Sir Harold James Reckitt JP MP (5 May 1868 – 29 December 1930) was a British Liberal Party politician. He was the Member of Parliament (MP) for Pontefract from February to June, 1893. He was MP for Brigg from 1895 to 1907.

==Background and education==
He was born the eldest son of Sir James Reckitt and Kathleen Saunders. He was the grandson of Isaac Reckitt (1792–1862), the founder of Reckitt & Sons consumer goods business. He was educated at Oliver's Mount School, Scarborough and King's College, Cambridge. In 1892 he qualified as a Barrister. In 1899 he married Christine Thomazia Howden in Kensington, they were divorced. In 1908 he married Julia Conner.

==Political service==

Reckitt in 1895

In 1892 Reckitt was appointed a Justice of the Peace for the East Riding of Yorkshire. In 1892 he first stood for parliament as Liberal candidate for Thirsk & Malton at the general election, coming second. In February 1893, he was Liberal candidate in the by-election caused by the Tory MP going to the Lords. He gained the seat by 63 votes. However, in May, following a petition organised by his defeated opponent, the election was ruled void and Reckitt was prevented from contesting the June by-election. In December 1894 he was Liberal candidate for Brigg at a by-election. He was unable to hold this Liberal seat, losing by 77 votes.
 In August 1895 at the general election, he re-gained Brigg from the Tories. In 1897 he became Secretary of the political committee of the National Liberal Club as part of a take-over by the radicals. In 1898-99 he served as Sheriff of Hull. He went on to retain Brigg at the general elections in 1900 and 1906. In January 1907 he resigned his seat.

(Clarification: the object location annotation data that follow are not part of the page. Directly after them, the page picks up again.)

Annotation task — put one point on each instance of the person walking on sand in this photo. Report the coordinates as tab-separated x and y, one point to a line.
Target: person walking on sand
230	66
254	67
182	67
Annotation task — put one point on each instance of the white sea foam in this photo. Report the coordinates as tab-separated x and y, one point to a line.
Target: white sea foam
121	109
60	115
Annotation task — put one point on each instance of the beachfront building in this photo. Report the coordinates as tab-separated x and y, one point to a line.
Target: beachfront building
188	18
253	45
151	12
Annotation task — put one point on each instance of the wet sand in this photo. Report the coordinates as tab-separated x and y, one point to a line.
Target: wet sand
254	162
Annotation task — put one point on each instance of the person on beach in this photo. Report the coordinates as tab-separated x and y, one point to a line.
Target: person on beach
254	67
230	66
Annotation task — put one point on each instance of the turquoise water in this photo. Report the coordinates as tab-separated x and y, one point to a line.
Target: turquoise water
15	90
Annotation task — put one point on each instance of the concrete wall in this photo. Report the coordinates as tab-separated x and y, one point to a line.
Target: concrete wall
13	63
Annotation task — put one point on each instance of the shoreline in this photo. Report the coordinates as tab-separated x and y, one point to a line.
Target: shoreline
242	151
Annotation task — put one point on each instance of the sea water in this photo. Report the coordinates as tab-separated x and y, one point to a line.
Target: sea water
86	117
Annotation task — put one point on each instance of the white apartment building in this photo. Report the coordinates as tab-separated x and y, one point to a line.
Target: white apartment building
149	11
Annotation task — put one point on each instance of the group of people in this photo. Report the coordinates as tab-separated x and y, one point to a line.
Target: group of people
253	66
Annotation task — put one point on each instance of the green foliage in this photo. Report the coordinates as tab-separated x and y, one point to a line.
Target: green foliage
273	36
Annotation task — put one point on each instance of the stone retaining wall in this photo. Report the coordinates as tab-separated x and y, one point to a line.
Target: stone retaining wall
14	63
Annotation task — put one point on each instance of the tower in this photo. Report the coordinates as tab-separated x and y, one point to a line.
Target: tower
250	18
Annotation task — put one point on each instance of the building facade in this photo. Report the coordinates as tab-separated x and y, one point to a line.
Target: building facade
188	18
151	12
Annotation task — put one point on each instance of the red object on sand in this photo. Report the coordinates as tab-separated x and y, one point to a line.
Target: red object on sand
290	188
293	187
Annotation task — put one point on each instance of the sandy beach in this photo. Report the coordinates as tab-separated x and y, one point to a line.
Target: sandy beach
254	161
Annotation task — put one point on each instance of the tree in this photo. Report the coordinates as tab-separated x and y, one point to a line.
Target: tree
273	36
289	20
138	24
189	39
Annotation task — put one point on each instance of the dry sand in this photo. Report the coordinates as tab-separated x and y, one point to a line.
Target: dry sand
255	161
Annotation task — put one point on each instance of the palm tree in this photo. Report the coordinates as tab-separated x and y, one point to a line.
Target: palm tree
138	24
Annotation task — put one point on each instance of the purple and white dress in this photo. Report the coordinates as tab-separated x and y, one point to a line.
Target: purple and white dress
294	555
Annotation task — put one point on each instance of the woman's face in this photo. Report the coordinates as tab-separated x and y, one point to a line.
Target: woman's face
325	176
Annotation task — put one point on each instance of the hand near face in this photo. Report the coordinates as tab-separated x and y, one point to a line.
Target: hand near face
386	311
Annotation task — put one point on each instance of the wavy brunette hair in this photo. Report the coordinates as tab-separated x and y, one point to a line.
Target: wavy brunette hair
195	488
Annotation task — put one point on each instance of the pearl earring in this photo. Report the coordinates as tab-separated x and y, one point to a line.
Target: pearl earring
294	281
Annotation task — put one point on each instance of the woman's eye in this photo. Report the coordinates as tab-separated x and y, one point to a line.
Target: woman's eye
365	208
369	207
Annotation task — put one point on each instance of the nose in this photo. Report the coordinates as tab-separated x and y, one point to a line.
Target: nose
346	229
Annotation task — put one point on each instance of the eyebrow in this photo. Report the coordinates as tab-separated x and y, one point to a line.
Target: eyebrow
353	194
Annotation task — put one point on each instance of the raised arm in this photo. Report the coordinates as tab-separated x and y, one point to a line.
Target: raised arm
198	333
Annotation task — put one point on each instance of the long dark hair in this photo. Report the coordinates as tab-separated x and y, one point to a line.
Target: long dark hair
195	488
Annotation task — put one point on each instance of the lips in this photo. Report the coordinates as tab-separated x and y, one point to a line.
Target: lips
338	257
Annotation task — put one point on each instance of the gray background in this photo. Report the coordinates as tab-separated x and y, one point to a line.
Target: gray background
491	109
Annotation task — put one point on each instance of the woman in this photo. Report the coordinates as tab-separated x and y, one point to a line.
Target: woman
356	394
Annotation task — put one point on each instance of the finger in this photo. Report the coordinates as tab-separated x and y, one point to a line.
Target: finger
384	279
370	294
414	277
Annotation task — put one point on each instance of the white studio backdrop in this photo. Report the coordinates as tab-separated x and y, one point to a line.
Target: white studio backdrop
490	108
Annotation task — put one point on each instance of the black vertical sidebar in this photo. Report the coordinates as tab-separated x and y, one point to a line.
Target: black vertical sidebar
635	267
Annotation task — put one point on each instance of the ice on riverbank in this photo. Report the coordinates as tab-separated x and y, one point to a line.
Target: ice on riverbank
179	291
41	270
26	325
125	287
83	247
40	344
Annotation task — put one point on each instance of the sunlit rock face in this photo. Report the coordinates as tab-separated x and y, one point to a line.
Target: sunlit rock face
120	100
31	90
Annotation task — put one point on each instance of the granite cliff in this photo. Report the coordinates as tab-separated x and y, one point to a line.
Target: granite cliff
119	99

During the First World War in 1915, with Lady Johnstone, he founded a military hospital in France in Ris-Orangis called "Hôpital Militaire Johnstone-Reckitt". The hospital was closed after the war but a street named "Rue Johnstone et Reckitt" still exists in Ris-Orangis.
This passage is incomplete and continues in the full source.